New age or old hat? Grace Duffy looks at the struggle that older acts face when trying to stay contemporary.
Relevance and music are two things that go hand in hand. A truly timeless song is one indiscernible from the age in which it was born, but which retains the ability to move future generations with the same power and influence.
However, in an industry constantly evolving and expanding, is it still possible to achieve such longevity? Moreover, in an époch of overnight successes and 15-minute sensations, how long will it be before the appreciation for music from a bygone era dwindles with the aging fans that represented its true audience?
The question must be posed thus: what is relevant in music in 2009? After all, no band can remain the same in a career that spans decades. Composing and performing will only get a group so far and ultimately those who survive will be those who conquer the seemingly insurmountable task of adapting their music to suit current trends, while still staying true to their roots.
The success rate is limited, and most of the time an older band embarking on a tour in support of a new album will find themselves packaged with a younger and more contemporary group to ensure the shows sell out.
It is rare that a band’s name is so synonymous with greatness that it can continue to thrive without some help from its latter day peers. The one obvious name that springs to mind from that illustrious group is Metallica, whose support bands are often younger versions of themselves but whose crowds come to see Metallica, and Metallica alone. Looking closer to home however, can Ireland’s ubiquitous example of worldwide success be construed in the same manner?
U2 came from nothing and conquered the world, achieving commercial and critical success based on foundations laid in the drummer’s kitchen. The merit of their rags-to-riches story cannot be faulted, but following a certain dodgy tax decision their credibility must be.

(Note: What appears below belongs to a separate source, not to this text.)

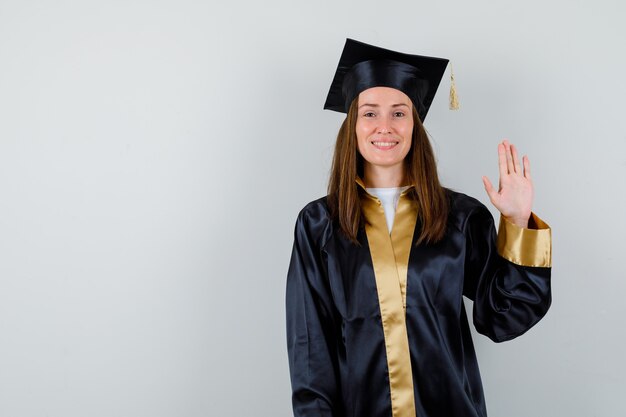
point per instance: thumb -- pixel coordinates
(491, 192)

Is it still possible to truly move an audience for whom circumstances are so entirely different to those of the band themselves? Some would argue that Bono’s attempts to promote charitable causes surpass the need for the music to strike a genuine chord with their listeners. However, others would be of the opinion that if philanthropy is what is necessary to remain relevant for contemporary listeners, then he’s in the wrong career.

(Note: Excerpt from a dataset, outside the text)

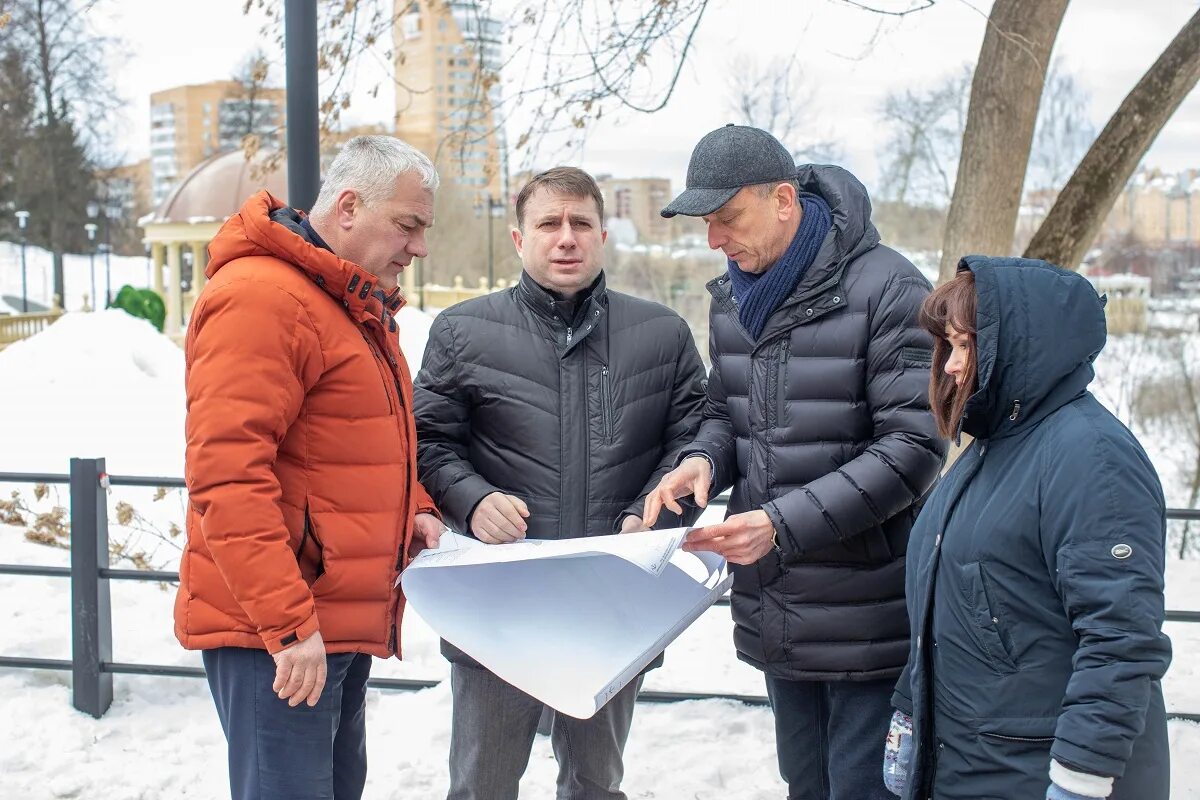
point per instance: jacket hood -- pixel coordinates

Music is something that builds upon itself, and every artist is a summation of what has gone before, reshaped for a new generation. The old schoolers will always have a place amongst the youngsters they inspired, but whether their compositions actually speak to the audience in the same way is questionable. If the mark of a great band is its ability to linger through the ages and experiment successfully with changing trends, then perhaps those like Metallica can excel, but ultimately tired palates will always seek out something new.